Anyone prosecuted under the anti-terrorism law is part of a network that begins in Eritrea, Ethiopia’s regional enemy, and reaches Somalia, Kenya and South Sudan, Prime Minister Hailemariam Desalegn told reporters today.
“When you put yourself into this network and you try to be a blogger, don’t think you are going to escape from the Ethiopian government,” he said in the capital. “I don’t think becoming a blogger makes anyone immune if somebody involves into this terrorist network that destabilizes my country.”
The Oromo Liberation Front, a banned organization fighting for more autonomy for Ethiopia’s Oromo people, was mentioned in the charges once, Ameha said.
The charges didn’t appear “professionally done” and the defendants, who are all in their 20s and 30s, accused the authorities of forcing them to sign confessions in previous hearings, he said. “They were forced to sign statements that they did not write,” Ameha said.
Similar allegations have been made in previous terrorism cases and are false, State Minister of Communications Shimeles Kemal said by phone from Addis Ababa. “There is nothing whatsoever to substantiate these allegations,” he said.

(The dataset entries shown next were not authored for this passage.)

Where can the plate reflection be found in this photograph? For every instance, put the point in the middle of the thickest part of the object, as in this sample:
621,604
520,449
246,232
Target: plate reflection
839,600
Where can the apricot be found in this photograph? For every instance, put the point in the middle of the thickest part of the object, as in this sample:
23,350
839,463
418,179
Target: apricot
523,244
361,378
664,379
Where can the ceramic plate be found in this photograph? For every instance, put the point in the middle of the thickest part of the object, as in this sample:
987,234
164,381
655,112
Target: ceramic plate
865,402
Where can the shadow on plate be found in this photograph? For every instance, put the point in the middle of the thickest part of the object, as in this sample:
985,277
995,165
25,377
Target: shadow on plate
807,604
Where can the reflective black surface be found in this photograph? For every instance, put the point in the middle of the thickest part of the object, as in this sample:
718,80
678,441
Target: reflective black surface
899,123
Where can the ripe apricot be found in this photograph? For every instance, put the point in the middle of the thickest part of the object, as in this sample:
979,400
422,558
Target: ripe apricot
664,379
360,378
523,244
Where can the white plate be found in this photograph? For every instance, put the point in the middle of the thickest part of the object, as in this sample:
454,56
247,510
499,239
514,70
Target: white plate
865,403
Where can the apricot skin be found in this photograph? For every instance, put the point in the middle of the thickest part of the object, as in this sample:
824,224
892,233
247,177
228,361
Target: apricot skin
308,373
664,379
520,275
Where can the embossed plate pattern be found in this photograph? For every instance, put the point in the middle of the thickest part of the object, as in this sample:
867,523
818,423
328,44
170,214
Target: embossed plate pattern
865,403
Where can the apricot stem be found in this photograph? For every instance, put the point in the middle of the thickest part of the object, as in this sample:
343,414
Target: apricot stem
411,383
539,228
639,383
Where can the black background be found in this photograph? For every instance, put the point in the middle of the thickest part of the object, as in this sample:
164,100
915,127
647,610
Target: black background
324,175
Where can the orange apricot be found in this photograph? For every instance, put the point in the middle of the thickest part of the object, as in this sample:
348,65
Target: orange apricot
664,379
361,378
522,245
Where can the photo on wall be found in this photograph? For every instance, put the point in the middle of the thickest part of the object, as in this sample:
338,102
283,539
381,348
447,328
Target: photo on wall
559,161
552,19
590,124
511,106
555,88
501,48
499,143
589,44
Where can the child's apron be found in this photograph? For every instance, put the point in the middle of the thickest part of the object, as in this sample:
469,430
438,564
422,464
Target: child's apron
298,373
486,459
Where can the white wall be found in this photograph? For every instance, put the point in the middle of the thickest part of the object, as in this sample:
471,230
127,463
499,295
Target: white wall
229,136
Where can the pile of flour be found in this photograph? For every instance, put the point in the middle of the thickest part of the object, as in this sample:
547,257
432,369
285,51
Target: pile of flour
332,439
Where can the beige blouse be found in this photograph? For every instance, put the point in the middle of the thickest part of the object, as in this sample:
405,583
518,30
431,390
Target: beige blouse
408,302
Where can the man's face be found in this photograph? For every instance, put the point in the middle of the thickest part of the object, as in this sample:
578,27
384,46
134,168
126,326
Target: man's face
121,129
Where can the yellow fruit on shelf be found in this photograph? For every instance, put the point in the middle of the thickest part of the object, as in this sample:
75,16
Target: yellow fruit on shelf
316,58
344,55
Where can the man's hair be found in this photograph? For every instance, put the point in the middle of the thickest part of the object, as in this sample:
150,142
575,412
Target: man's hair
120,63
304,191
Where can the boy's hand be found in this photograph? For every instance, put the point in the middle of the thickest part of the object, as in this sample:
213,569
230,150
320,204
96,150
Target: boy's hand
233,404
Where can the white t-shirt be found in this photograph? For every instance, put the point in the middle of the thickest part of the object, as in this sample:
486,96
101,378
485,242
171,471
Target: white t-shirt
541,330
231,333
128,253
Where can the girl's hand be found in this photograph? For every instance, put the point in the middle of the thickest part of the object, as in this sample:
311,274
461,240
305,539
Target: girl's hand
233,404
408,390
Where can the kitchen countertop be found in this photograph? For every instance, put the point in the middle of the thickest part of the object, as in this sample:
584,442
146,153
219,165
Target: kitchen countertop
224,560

A seventh member of the Zone 9 group, Soliana Shimelis, coordinated foreign relations and was charged in absentia, Addis Standard magazine said on its website. The defense will make an initial response to the charges, which were mainly under Article 4 of the law regarding planning acts of terrorism, at the next hearing on August 4, Ameha said.
Ginbot 7 was formed after a disputed 2005 election by former leaders of the opposition Coalition for Unity and Democracy. The group considers Ethiopia’s government a dictatorship and says “all means necessary” are justified to depose it.